I was finishing a survey one time and another crew showed up, as we were staking the last corner. They put the job off for a month (no contract), client got fed up on waiting. Another time I was sent out to recon a job, and found a crew setting the corners. We had just got a call for the bid the previous afternoon. I guess people don't like waiting, and with the economy there are enough starving surveyors out there.
Too Late
I would bill the client for the time I had in the project. Did you have a written contract? If not, that may make it difficult to demand payment. I would still send him a bill though.
That has happened to me several times in the last 40yrs.
Some clients are just not adept in social graces or really just do not care enough about you to give a call back and let you know that your services are not needed.
Before any works begins, the facts are explained on first contact that once they make an actual work order there are billable services that begin before actual arriving at the property for research and possible acquiring of supplies that you must find to do this particular project.
So, yes I send an invoice detailing my time and expenses for every occasion there was an appointment that I kept whether anyone shows or not and i arrive to find another survey in progress, finished or not.
They may not like it or may not pay. They are unwanted clients anyway. At least they get the message that you do what you say and show up and that they should not waste your time with false causes.
Good business relations will not leave anyone hanging like that.

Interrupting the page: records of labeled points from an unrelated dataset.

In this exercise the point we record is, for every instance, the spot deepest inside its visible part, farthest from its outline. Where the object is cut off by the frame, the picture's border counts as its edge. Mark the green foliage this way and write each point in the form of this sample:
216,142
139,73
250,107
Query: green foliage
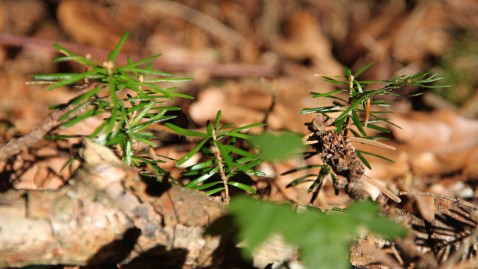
277,147
221,145
128,97
323,239
355,104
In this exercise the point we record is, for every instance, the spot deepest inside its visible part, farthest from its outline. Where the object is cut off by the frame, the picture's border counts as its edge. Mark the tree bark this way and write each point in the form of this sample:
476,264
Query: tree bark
106,214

They also take it on the chin, ask what is owed, pay and go on without batting an eye because they got what they wanted.
I guess you can but I wouldn't.
You can rent a locator from your local Survey supply place.
Yes, I have had this happen before. No, I did bill them for my time. I look at the time similar to all the time we put in on bids that we do not get. You may not want him as a client, but you do not want him giving bad lip service about you either.
Too Late
I got a call from a grandfather to stake out his corners. There were bounds at all of them, so it was short money. We had a contract. When completed, the grandson called and explained the mental condition of his grandfather and the fact that they all knew where the four monuments were. We cut them a substantial break.
We need to explain to the world they can have two of three items: Quality, Speed and Price. There is a minimum quality we must meet and we can certainly increase the quality of a product, for example we can locate all of the trees on a given site. If you want something faster, it will cost more.
Unfortunately, the lowballers are destroying the future of our profession.
Yes, a few times. The last on was 20 acres & I told the guy $1,800 or something and would be there on Mon. This was the prior Thu and he said ok, go ahead.
I did all my research, cogo'ed in what I could, and had about 15 pages of documents in my file so I'd be ready to go on Mon.
He calls me on Sat and says to hold off. I asked why and he said "he had things sorted with the county and didn't need a survey". I knew he was lying.
Mon I call P & Z and asked how he is getting away with this. They said he's not, and he still needs the survey.
I call the guy back, he found a guy for $600. I told him I was all set to go and would be sending him a bill for my time ($180). He said he wouldn't pay it, so I wrote nice letter, and included our email coorespondence and a completed Small Claims lawsuit form for the $180, plus interest, plus court costs.
I got a check a week later, with a nastygram inside.
I wont even create the file on a project or schedule work until I have a signed contract (with retainer) on my desk. Until I see that, the job doesnt exist. That way if they back out, we're still covered.
-V
Once I showed up to find I was #2.
Recently, we did a job and later found out we happened to be #1 and #2 had not been contacted.
BTW, it is a 5-hour trip to run to the nearest survey supply store and back.
That is why it is imperative to have either a backup or a plan to quickly obtain a backup. Like having the store overnight a rental to you, even if it is 75-100 dollars.
>...Should I bill the son in law for my time? Has this ever happened to anyone else?
You can bill but it's just a waste of time and paper. It's happened to all of us, chalk it up to experience and move on.
> You can bill but it's just a waste of time and paper.
Not necessarily. If you use accrual rather than cash accounting there is the possibility you can write off an unpaid invoice as bad business debt.
Talk to your accountant (or read Section 10 of IRS Publication 535 if you're the "do it yourself" type).
[msg=110051]somewhat similar story...[/msg]
Just go out and pull all the traverse nails, and stakes, and wait!!!
🙂
(Jsut kidding!)
> I got a call last week from a guy who wanted his grandfather in-laws property surveyed. .... I arrive at the site to see fresh stakes at all of the corners. The grandfather told me another local surveyor had done the work and he had already recorded the plat.
That's why I try to speak to the owner, particularly if someone wants their grandparent's property surveyed.